A Virginia hospital can ask a plaintiff to cover the cost of a hospital employee to assist the plaintiff’s lawyer in navigating an online portal for a client’s medical records, a Norfolk Circuit Court has ruled.
Citing federal regulations under the Health Information Portability and Accountability Act, the plaintiff’s lawyer argued that the client was not liable to the nonparty hospital for the cost of a hospital staff person’s time, which the hospital set at a $57 hourly rate.
The med-mal plaintiff said the nonparty hospital, the Children’s Hospital of the King’s Daughters, violated HIPAA by assessing a cost for access to the patient’s electronic health record.
But the circuit court said it could not authorize a remedy for the hospital’s alleged HIPAA violation, and that Virginia rules on discovery of electronic medical records would allow the hospital to recover a “reasonable” fee for viewing the records through the hospital’s “provider portal.”

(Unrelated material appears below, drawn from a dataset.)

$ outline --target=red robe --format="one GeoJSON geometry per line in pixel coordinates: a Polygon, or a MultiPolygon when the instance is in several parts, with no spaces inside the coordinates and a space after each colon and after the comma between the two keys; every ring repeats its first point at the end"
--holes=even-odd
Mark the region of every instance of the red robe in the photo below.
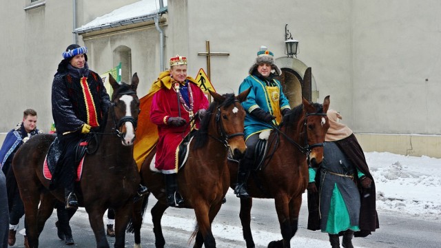
{"type": "MultiPolygon", "coordinates": [[[[193,92],[193,113],[201,109],[208,107],[208,99],[199,87],[189,81],[193,92]]],[[[178,145],[184,137],[190,132],[190,125],[175,127],[167,123],[168,117],[181,117],[189,122],[189,112],[185,110],[182,103],[178,105],[176,93],[172,87],[162,87],[154,94],[150,109],[150,120],[158,125],[159,140],[156,145],[156,157],[155,167],[164,174],[173,174],[178,172],[178,145]]],[[[196,118],[196,127],[198,127],[199,120],[196,118]]]]}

Judge Mary Jane Hall issued her decision in Lewis v. Kushner (VLW 017-8-009) on Jan. 4.
‘Provider portal’ access
The medical malpractice plaintiff is a minor child who is suing a physician, by his mother and next friend. The plaintiff’s lawyer argued that the hospital’s “provider portal” allowed access to its entire electronic health record, or EHR, permitting a viewer to see what a provider would see when putting information in the EHR, according to Hall’s opinion.
Under federal HIPAA regulations, the hospital could not condition access to the online portal upon the plaintiff’s payment for a hospital employee’s time, according to motions filed by Virginia Beach lawyer Judith A. Cofield, who represented the plaintiff.
CHKD said it already had provided copies of medical and billing records, audit trails, imaging and pathology samples in the matter, and it did not object to providing access to the patient portal. Rather, the hospital objected to the staff time that would necessarily be diverted to provide the access the plaintiff sought.
Hall agreed with the hospital that HIPAA does not provide for a private cause of action and is not enforceable through court action.
“This Court has no authority to offer a remedy to a litigant who claims that a provider has violated HIPAA by assessing a cost for access to its electronic health record,” Hall wrote.
The court said HIPAA “does not require CHKD to permit the access that Plaintiff seeks” and further concluded “that a reasonable cost is allowable” under Virginia Supreme Court Rule 4:9A, which governs production of electronically stored information, or ESI, from a nonparty.
Rule 4:9A(c)(2) provides for production of ESI from a nonparty provided the information is reasonably accessible and does not create an undue burden or cost, Hall said. The rules also say patient health records with privacy protections under Virginia’s Health Records Privacy Act, Va. Code § 32.1-127.1:03, are to be disclosed only in accordance with that statute.
Under the Virginia health records statute, the provider portal version of the client’s records was not “reasonably available without additional cost” to CHKD, and the hospital employee had to be present to help navigate the system and because the portal records were “subject to modification” in that format.
Pursuant to Rule 4:9A(c) and the statute incorporated by reference, CHKD “is not required to allow access through the provider portal,” Hall wrote. And “nothing in HIPAA requires a health care provider to have or allow access through a portal of any type, let alone a provider portal,” the court said.
Hall concluded the hospital could request a fee prior to granting access, but deferred making any determination of whether the $57 hourly fee cited by the hospital was in fact reasonable.
The hospital was represented by Richmond lawyer Ruth T. Griggs. Neither Cofield nor Griggs could offer comment by press time.